UNESCO x SEVENTEEN - Going Together – For Youth Creativity & Well-Being
Developing a strong organizational vision & strategy. OKRs and KPIs
Training Reflections
Structuring Change: Amplifying Autistic Wellbeing through Strategy and Vision
Today’s training offered was a call to clarify our impact. To transform values like inclusion into operational frameworks that deliver. Our project—Amplifying Autistic Wellbeing fit right into this conversation. But what made today’s training especially useful was how it broke down abstract ideas like vision and strategy into practical tools like PSMART, OKRs, and KPIs.
We started with a a foundational question: What is your big, bold outcome?
For us, the answer is right there in the title, Amplifying Autistic Wellbeing. Unpacking that meant we are focusing on amplifying the voices of autistics who are more impacted by their disabilities from the global south, as they often get left out of the autism conversations. Our core question revolves around what wellbeing means and we are going to explore this via art and other forms of expression. We need to start with many such small steps to get to inclusion and belonging, which is our big bold outcome.
🧠 PSMART in Action - Grounding Our Goals
The PSMART model helped us evaluate if our goals are
- Performance-Oriented: We’re actively running a hybrid symposium and building an international network. (Tentative date Sep 15, 2025, UK)
- Specific: Focused on the Global South and high-support needs (HSN) autistic youth aged 18–30.
- Measurable: Targeting 100+ network participants.
- Achievable: Backed by community partnerships, accessibility design, and UNESCO’s support.
- Relevant: Aligns with UN SDGs (3, 4, 10, 16) and fills a critical gap in neurodiversity discourse.
- Time-Bound: Clearly mapped from April–November 2025.
It was reassuring to see that the planning we had already done naturally aligned with this model—and where it didn’t, we now have a better structure to adapt.
🧠 Vision vs. Strategy: Where We’re Going, and How We Get There
The training’s diagram of Vision vs. Strategy reminded us that.
- Vision is the dream: A world where autistic youth define and lead the conversation on wellbeing.
- Strategy is the plan: Use participatory, creative, and accessible platforms (like our hybrid symposium) to spotlight their voices and translate them into policy and research.
This clarity matters. We’re not just hosting an event, we’re designing systems of representation.

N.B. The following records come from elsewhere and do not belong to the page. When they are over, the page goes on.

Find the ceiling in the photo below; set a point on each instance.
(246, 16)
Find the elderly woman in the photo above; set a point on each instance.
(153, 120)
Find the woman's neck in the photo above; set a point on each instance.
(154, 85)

OKRs (Objectives & Key Results) vs. KPIs (Key Performance Indicators)
Category | OKRs | KPIs |
Definition | Actionable goals with measurable outcomes | Metrics that track business performance |
Basis | Company missions & aspirations | Past results & current projects |
Criteria | Bold, aggressive goals | Steady benchmarks |
Purpose | Motivation & alignment | Evaluation & tracking |
Duration | Quarterly or yearly | Variable (weekly, monthly, etc.) |
Variation | Updated each cycle | Often consistent across cycles |
🎯 OKRs: What Success Looks Like
We mapped out our OKRs like this.
Objective: Center HSN autistic youth in wellbeing and policy discourse.
- KR1: Receive ~100 creative submissions using any mode of communication or creative expression.

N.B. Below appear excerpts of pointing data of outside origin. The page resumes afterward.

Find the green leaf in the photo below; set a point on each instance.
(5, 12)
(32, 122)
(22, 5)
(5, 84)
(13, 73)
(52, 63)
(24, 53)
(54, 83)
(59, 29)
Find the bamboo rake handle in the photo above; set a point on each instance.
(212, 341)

- KR2: Co-author research and policy documents
- KR3: Establish an international network of 100+ individuals committed to inclusive advocacy
These OKRs are not just milestones—they’re mission checkpoints. They ensure we’re staying accountable to our community, not just our calendar.
🧠 KPIs: Measuring Impact Without Losing People
We also reflected on how our KPIs blend quantitative and qualitative indicators
- Quantitative: Number of submissions, participants, countries represented, website engagement
- Qualitative: Participant feedback (via visual surveys, testimonials, videos), policy influence, and narratives of change
As discussed in training, KPIs aren’t just for funders—they’re mirrors for internal growth.

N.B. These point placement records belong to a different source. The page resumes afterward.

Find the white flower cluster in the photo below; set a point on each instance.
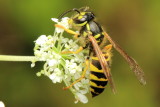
(59, 66)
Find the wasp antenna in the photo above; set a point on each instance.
(74, 9)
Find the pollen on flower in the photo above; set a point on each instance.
(62, 67)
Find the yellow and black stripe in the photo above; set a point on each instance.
(98, 80)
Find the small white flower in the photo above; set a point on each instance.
(59, 66)
(56, 76)
(52, 62)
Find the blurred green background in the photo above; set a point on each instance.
(134, 24)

🧠 From Notes to Practice: Why This Matters
Studying today’s frameworks in the context of our project made one thing clear: HSN autistic individuals are missing from the definition of success.
The structures we learned today help us push back on that. Not by overhauling the system, but by remapping it to include everyone—especially those often written out.
Using creative expression as data.
Treating stimming videos as valid submissions.
Centering autistic youth as policy co-authors.
That’s our strategy. That’s our KPI for success.
🧠 Final Reflection
The UNESCO training emphasized that big visions need bold structure. And we’re here for it.